La madrugada del 16 de noviembre de 1989 un grupo de hombres armados asesinaba en El Salvador a seis jesuitas españoles y a dos mujeres salvadoreñas a sangre fría. ¿El motivo? Se hicieron voz de los sin voz. Unos años antes, en La Paz, Lluís Espinal sj era secuestrado y asesinado por vivir sabiamente imprudente denunciando las injusticias que oprimían al pueblo de Bolivia. Más recientemente, en 2014, unos nudillos golpeando a una puerta asesinaban en la ciudad de Homs al jesuita holandés Franz Van der Lugt que, al abrir a quien llamaba a su casa, recibió dos balazos. Los mismos disparos que al menos alcanzaron a Isabel Solá, religiosa de Jesús-María, cuando unos desconocidos abrieron fuego contra ella mientras conducía su vehículo en Puerto Príncipe (Haití). Y la lista sigue… Son muchas las personas que dan su vida por el Evangelio o que, sin llegar a la muerte, se comprometen hasta el extremo con las realidades más sufrientes y vulnerables de la vida.

Ante la crisis de la COVID-19, no pocas personas se preguntan en estos días, ¿dónde está la Iglesia? La Iglesia está donde ha estado siempre. Porque, ante la pobreza, la Iglesia permanece. Eso es lo que ha aprendido de María, que se mantiene a los pies de la cruz; aun no pudiendo desclavar a su hijo del madero ni enjugar las lágrimas de su rostro… Porque, seguramente, la urgencia de Jesús no era aquella, sino la de una mirada materna que diese sentido al Misterio que estaba viviendo. Cuando la pobreza y la crisis no son mediáticas, la Iglesia ya está con los pobres, porque la fe que nace de la justicia nos compromete con ellos y nos moviliza a las fronteras.

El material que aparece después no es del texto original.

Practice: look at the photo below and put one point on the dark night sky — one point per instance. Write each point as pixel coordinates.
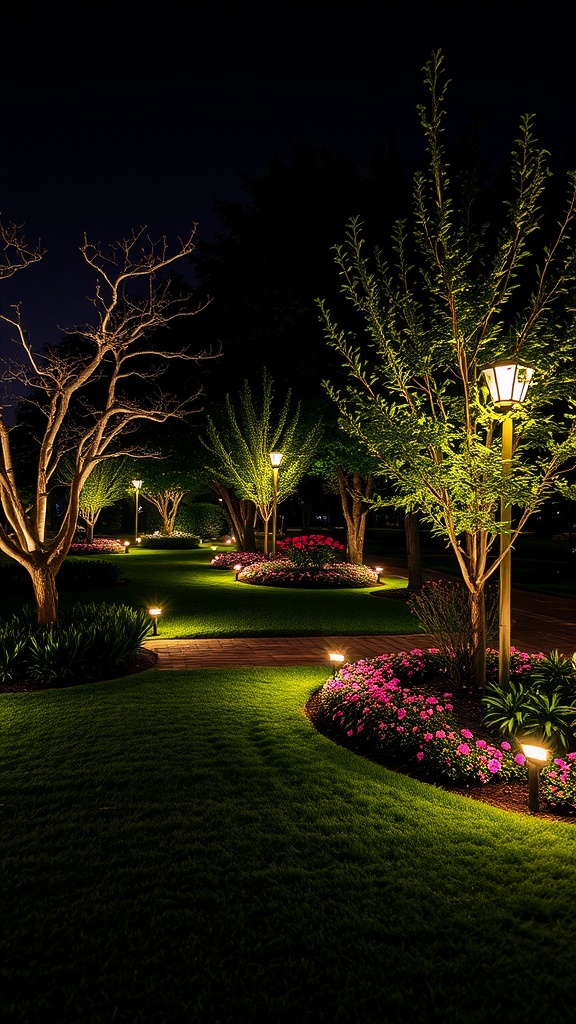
(113, 121)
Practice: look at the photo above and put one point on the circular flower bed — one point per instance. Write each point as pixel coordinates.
(282, 572)
(388, 707)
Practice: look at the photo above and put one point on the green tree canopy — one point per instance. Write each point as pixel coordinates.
(458, 295)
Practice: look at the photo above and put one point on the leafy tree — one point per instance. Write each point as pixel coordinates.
(241, 444)
(457, 296)
(133, 302)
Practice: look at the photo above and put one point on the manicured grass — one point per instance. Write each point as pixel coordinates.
(182, 847)
(201, 601)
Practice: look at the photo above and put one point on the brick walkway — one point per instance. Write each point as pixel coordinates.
(540, 623)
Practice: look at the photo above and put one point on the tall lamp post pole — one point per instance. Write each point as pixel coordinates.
(507, 382)
(136, 484)
(276, 459)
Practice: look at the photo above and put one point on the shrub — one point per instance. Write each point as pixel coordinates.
(170, 541)
(280, 572)
(313, 549)
(201, 519)
(373, 710)
(89, 642)
(443, 608)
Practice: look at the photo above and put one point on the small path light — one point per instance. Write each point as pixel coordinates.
(536, 756)
(336, 659)
(154, 614)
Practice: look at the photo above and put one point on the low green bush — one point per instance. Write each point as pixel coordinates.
(170, 541)
(88, 642)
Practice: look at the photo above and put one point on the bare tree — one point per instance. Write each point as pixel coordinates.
(91, 394)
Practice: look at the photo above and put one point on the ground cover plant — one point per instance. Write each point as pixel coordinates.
(199, 601)
(194, 850)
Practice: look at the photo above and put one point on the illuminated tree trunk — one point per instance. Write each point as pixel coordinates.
(45, 593)
(356, 491)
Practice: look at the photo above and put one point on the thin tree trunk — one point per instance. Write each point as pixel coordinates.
(412, 529)
(355, 496)
(478, 616)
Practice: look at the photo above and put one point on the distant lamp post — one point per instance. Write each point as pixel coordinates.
(136, 485)
(155, 614)
(507, 382)
(335, 659)
(276, 459)
(536, 756)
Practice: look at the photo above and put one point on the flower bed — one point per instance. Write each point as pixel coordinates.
(282, 572)
(385, 708)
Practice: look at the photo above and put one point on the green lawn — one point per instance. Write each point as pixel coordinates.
(183, 847)
(201, 601)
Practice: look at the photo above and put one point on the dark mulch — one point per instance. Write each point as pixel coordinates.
(506, 796)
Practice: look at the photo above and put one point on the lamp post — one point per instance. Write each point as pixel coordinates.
(507, 382)
(276, 459)
(536, 756)
(136, 485)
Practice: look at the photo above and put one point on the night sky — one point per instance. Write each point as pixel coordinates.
(118, 119)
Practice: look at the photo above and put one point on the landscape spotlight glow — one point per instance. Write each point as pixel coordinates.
(154, 614)
(335, 658)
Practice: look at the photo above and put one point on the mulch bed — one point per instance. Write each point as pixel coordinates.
(505, 796)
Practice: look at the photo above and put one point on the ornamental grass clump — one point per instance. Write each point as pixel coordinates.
(379, 708)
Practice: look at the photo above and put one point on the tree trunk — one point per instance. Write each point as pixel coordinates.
(355, 495)
(478, 617)
(412, 529)
(240, 512)
(45, 593)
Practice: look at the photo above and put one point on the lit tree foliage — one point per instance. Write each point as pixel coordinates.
(91, 396)
(241, 443)
(455, 298)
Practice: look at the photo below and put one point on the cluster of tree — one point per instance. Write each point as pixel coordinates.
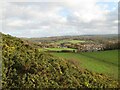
(25, 67)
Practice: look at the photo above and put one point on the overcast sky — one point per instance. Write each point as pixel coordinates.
(35, 18)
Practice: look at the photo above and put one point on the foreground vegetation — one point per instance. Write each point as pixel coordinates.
(105, 62)
(23, 66)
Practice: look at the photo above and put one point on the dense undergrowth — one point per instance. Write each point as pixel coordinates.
(23, 66)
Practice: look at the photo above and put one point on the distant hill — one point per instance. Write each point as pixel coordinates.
(23, 66)
(87, 37)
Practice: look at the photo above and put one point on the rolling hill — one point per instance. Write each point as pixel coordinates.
(24, 66)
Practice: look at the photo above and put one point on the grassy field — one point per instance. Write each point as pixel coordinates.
(105, 62)
(56, 49)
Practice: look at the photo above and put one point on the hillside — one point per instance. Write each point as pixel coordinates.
(23, 66)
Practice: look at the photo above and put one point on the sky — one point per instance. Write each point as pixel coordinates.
(38, 18)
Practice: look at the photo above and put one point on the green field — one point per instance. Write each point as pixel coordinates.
(105, 62)
(56, 49)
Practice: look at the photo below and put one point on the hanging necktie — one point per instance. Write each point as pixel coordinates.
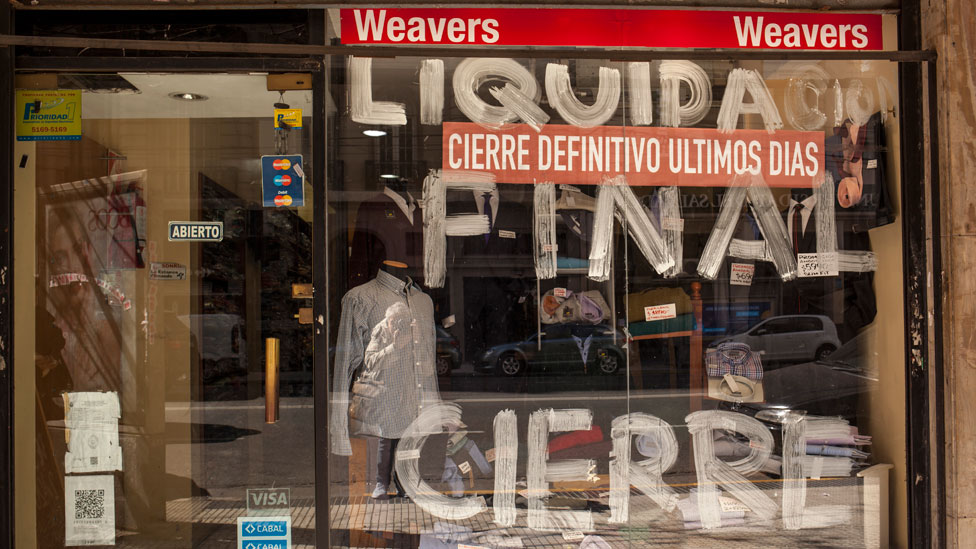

La Iglesia es también la voz más universal en estos días. Ni Sánchez, Conte, Boris Johnson o Trump consiguen llegar a tantos como lo hace la Iglesia, en la persona del Papa Francisco. Después de las impresionantes imágenes de la bendición Urbi et Orbi, una chica italiana escribía en Twitter: «doy gracias al Papa, como no creyente, porque sé que hoy también ha rezado por mí». Verlo así ha sido potente e importante en este momento. Nadie está alcanzado a hablar más alto, más claro y más de cerca desde que empezó esta crisis. Un lenguaje que muchas veces es austero en palabras y rica en símbolos; como la plaza San Pedro en estos días: tan vacía y, sin embargo, más llena que nunca y donde tantos nos estamos encontrando.

La Iglesia también sale puntualmente a aplaudir a las ocho, está en internet celebrando la Eucaristía para muchos, rezando anónimamente, escuchando a tantos que se sienten solos, repartiendo comida y pensando en cómo adelantarse a las desigualdades que esta crisis va a generar cuando el confinamiento se levante y veamos los estragos que este virus ha dejado en vaciar nuestras calles y detener nuestra vida. También ahí la Iglesia seguirá estando, osada y valiente como tantas otras veces.

Por todo ello, a estas alturas, quizás solo cabe dar una única respuesta. ¿Dónde está la Iglesia? En realidad, la Iglesia nunca se ha ido.